Although living autologous vessels seem to be the ideal conduits for CABG, there are several factors, as discussed above, which have prompted efforts to develop a more suitable donor vessel. The ideal blood vessel substitute should mimic the characteristics of a native blood vessel, including its composition, structure, function, and mechanical properties. It should be durable enough to endure the mechanical stresses, as well as the threat of biodegradation and infection within the body after implantation. The vessel should be made up of materials that promote cell-specific interactions and needs to be able to have similar viscoelastic properties as a normal artery to avoid a compliance mismatch. It should be flexible in order to maintain its contour, yet rigid enough to prevent kinking. The materials used, especially on its luminal surface, must be nonthrombogenic to prevent blood clotting in the vascular graft. It is favorable that the vessel is easily and quickly manufactured, and should be readily available in multiple lengths and sizes.
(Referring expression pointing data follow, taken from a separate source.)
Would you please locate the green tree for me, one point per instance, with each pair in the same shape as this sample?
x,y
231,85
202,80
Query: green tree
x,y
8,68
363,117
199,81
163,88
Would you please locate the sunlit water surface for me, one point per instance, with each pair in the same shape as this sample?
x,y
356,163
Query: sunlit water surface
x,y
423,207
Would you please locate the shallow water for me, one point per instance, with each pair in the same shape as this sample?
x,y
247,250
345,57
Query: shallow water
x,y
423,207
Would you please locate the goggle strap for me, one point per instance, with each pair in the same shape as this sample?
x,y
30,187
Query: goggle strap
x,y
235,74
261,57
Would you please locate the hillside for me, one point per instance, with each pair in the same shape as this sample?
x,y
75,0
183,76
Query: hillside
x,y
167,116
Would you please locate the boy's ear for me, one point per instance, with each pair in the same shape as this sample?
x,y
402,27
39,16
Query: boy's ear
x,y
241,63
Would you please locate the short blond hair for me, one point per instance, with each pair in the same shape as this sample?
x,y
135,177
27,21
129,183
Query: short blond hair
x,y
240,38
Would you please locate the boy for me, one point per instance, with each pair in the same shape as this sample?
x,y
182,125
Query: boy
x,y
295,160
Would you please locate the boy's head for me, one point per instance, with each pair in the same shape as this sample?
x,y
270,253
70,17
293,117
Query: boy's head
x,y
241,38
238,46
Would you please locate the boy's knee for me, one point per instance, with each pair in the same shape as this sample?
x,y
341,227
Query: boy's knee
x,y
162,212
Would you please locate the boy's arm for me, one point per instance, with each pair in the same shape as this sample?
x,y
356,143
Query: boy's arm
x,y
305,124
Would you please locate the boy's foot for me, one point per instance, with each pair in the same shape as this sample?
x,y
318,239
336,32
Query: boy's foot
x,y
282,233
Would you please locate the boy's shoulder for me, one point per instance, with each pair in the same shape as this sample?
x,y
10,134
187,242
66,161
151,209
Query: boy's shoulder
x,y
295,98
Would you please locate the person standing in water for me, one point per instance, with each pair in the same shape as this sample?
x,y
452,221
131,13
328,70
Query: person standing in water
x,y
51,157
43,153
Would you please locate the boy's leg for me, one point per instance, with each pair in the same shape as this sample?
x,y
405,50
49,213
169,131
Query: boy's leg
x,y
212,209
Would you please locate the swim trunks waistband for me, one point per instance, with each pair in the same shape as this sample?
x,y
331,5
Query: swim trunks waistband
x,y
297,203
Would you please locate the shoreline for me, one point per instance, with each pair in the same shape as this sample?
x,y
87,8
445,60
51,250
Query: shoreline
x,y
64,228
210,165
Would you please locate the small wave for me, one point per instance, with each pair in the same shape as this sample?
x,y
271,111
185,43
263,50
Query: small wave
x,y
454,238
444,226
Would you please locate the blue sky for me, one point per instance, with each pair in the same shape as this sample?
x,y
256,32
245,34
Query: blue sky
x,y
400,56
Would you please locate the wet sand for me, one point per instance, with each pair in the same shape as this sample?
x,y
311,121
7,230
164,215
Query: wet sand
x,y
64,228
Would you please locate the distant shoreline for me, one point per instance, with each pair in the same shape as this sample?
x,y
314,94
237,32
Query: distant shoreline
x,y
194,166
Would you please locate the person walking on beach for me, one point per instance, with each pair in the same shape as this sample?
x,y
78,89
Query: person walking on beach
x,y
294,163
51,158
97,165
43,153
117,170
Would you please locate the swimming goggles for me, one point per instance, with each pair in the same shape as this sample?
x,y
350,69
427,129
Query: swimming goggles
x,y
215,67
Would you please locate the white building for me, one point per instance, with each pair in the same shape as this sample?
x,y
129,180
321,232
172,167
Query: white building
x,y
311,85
However, no existing conduit possesses all the properties and qualities of the ideal arterial vascular graft listed above. Current alternatives to autologous vascular grafts are prosthetic conduits based on expanded polytetrafluoroethylene (ePTFE) and polyethylene terephthalate (Dacron ®). Their patency at 5 years is 40% to 50%, which is acceptable but relatively low. Tissue engineering has proven to be successful in wound management, burns, and cartilage repair; therefore their has been a growing interest in designing biological blood vessels as an alternative to autologous vascular grafts and current prosthetic conduits. However, previously proposed and designed tissue engineered vascular grafts were not durable, were prone to early thrombosis, and had poor patency rates. This means that a new vascular graft with all the above mentioned qualities is yet to be manufactured, but is a hopeful potential cure for the future.